[Explained] How to GroupBy Dataframe in Python, Pandas, PySpark

Name: Oluwaseun Adeojo

Published on 8/17/2023

Grouping data forms an essential part of data analysis, be it for calculating aggregates or applying complex transformations. The pandas groupby function in Python is a robust and versatile tool that enables you to perform such operations efficiently. With its extensive functionality, it streamlines the process of manipulating data grouped based on certain conditions, making data analysis a much smoother task.

The pandas groupby function is especially powerful when it comes to handling large dataframes, thanks to its optimised implementation. By leveraging pandas dataframe groupby, you can group by single or multiple columns, apply several aggregate functions, and even perform advanced tasks like filtering and sorting the grouped data. This guide aims to unravel the power of the pandas groupby function, offering insights, best practices, and practical examples.

Want to quickly create Data Visualization from Python Pandas Dataframe with No code?

PyGWalker is a Python library for Exploratory Data Analysis with Visualization. PyGWalker (opens in a new tab) can simplify your Jupyter Notebook data analysis and data visualization workflow, by turning your pandas dataframe (and polars dataframe) into a Tableau-style User Interface for visual exploration.

(opens in a new tab)

Understanding Pandas GroupBy

In simple terms, pandas groupby operation involves splitting the data into groups based on certain criteria, applying a function to each group, and then combining the results. This process is also known as "split-apply-combine" strategy, a term coined by the pandas library itself.
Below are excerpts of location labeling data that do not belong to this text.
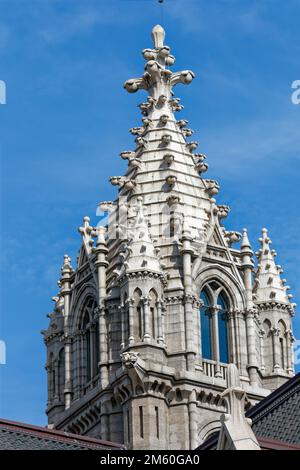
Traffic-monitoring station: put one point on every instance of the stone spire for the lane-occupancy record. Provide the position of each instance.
(140, 254)
(157, 79)
(268, 284)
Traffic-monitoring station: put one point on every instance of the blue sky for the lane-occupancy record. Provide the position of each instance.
(67, 119)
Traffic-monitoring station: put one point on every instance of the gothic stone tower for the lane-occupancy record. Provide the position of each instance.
(161, 300)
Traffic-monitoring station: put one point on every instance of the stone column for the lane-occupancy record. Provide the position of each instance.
(193, 423)
(121, 309)
(247, 267)
(276, 349)
(262, 333)
(147, 335)
(101, 265)
(187, 252)
(104, 426)
(289, 345)
(232, 336)
(160, 338)
(197, 333)
(252, 360)
(103, 347)
(94, 367)
(56, 388)
(215, 339)
(130, 303)
(66, 293)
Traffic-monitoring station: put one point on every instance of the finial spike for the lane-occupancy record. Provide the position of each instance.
(158, 35)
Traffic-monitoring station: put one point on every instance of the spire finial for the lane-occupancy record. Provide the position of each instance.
(158, 36)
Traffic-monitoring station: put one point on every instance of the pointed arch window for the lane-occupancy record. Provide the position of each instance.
(90, 346)
(214, 324)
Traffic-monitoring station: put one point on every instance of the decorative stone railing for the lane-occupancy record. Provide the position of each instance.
(214, 369)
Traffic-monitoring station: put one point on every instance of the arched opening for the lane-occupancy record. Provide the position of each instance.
(205, 326)
(214, 322)
(153, 313)
(268, 346)
(139, 316)
(222, 327)
(61, 374)
(90, 340)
The groupby function in pandas uses a similar concept as the SQL GROUP BY statement, making it easier for those transitioning from SQL to Python for data analysis.

Here's a basic example of how you can use pandas dataframe groupby:

import pandas as pd
 
## Creating a sample dataframe
data = {
    'Name': ['John', 'Anna', 'John', 'Anna', 'John', 'Anna'],
    'Subject': ['Maths', 'Maths', 'Physics', 'Physics', 'Chemistry', 'Chemistry'],
    'Score': [85, 90, 78, 88, 92, 95]
}
 
df = pd.DataFrame(data)
 
## Applying groupby
grouped = df.groupby('Name')
for name, group in grouped:
    print("\n", name)
    print(group)

Grouping by Multiple Columns

In addition to grouping by a single column, pandas groupby also supports grouping by multiple columns. This is especially useful when you want to categorise your data based on multiple attributes. Let's extend the previous example and perform a pandas groupby multiple columns operation:

## Applying groupby on multiple columns
grouped_multiple = df.groupby(['Name', 'Subject'])
for (name, subject), group in grouped_multiple:
    print("\n", name, subject)
    print(group)

As you can see, pandas dataframe groupby grouped the data first by 'Name', and then by 'Subject' within each 'Name' group. This kind of grouping allows for complex data analysis operations.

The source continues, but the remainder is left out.